The code fails for input 5, 5, 2, 1, 3, 4, 5, it returns 5 as output instead of 6. This is due to my generated array becoming [1,2,3,4,5] with 5 items also not following increasing-decreasing-increasing pattern

So I am using wrong approach to solve this problem, what is the correct approach to solve this problem.


Solution

  • Observations

    We need at least two distinct values to have a solution -- if this is not the case we cannot satisfy the constraints, namely that "Items from i to j should be in decreasing order strictly" and "i < j".

    The maximum value is a good value to use at index 𝑖, and the minimum value at index 𝑗. All other distinct values can be used once between those two indices, forming the middle, descending section. If there are copies of these "other" values, they can be used once more in the first, ascending section, and again in the third, ascending section, meaning that we can use up to three occurrences of the same value. This is not so for the minimum and maximum value. The maximum (it index 𝑖) can only be used again as the ending value of the third section, while the minimum (at index 𝑗) can only be used again as the starting value of the first section, meaning those two values can be used up to twice only.
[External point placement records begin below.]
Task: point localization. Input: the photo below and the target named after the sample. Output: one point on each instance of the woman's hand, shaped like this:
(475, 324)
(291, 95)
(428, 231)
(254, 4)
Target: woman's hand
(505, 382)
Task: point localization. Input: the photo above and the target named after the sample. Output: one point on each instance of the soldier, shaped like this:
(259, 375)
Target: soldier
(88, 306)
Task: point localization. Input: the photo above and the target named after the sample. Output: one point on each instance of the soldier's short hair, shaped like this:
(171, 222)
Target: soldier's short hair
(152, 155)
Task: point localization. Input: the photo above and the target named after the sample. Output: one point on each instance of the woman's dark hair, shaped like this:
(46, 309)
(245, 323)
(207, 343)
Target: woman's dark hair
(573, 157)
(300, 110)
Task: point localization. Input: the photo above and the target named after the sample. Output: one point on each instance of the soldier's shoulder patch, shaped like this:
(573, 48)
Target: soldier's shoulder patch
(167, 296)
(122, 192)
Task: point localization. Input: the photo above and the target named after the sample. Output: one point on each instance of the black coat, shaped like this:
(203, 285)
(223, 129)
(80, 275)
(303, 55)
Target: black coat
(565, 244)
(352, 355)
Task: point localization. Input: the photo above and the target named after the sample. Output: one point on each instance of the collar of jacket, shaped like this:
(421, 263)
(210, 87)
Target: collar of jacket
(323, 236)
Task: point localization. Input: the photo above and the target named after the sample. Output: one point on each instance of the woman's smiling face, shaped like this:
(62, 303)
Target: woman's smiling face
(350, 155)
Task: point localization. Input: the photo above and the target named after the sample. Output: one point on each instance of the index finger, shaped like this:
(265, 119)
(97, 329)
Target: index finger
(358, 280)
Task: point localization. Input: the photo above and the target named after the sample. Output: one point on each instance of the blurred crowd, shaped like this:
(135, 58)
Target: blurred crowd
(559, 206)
    It is not needed to actually build the new list as we only need to return the size of that list.

    Algorithm

    With these observations we get to this algorithm:

    • Count all occurrences (frequencies) of each distinct value.
    • Identify the minimum value: it can be used at most twice in result.
    • Similarly for the maximum value.
    • All other values can be used at most 3 times.
    • Sum all the frequencies taking those limits into account.

    Suggested code

        public static int solve(List<Integer> list) {
            Map.Entry<Integer, Integer> min, max;
    
            // Get all frequencies
            Map<Integer, Integer> counts = new HashMap<>();
            list.forEach(s -> counts.merge(s, 1, Math::addExact));
    
            if (counts.size() < 2) return 0; // No solution
            
            // Get minimum and its frequency, and use at most 2 copies
            min = Collections.min(counts.entrySet(), Map.Entry.comparingByKey());
            counts.remove(min.getKey());
            int result = Math.min(2, min.getValue());
    
            // Similar approach for the maximum:
            max = Collections.max(counts.entrySet(), Map.Entry.comparingByKey());
            counts.remove(max.getKey());
            result += Math.min(2, max.getValue());
    
            // All other values can be used at most 3 times
            for (int count : counts.values()) {
                result += Math.min(3, count);
            }        
            return result;
        }
    

    Time Complexity

    I've not used a (sorted) TreeMap here, as processing all input values into a TreeMap would lead to a O(𝑛log𝑛) complexity. Using a HashMap we can achieve a linear time complexity for this process.

    Finding both minimum and maximum again represents O(𝑛) time complexity (in the worst case where all 𝑛 input values are distinct), and also the final loop to accumulate the result has a linear time complexity.

    This brings the total time complexity to O(𝑛).

    NB: in practice the overhead of the repeated iteration over the values may make the benefit over using a sorted container only apparent for very large inputs.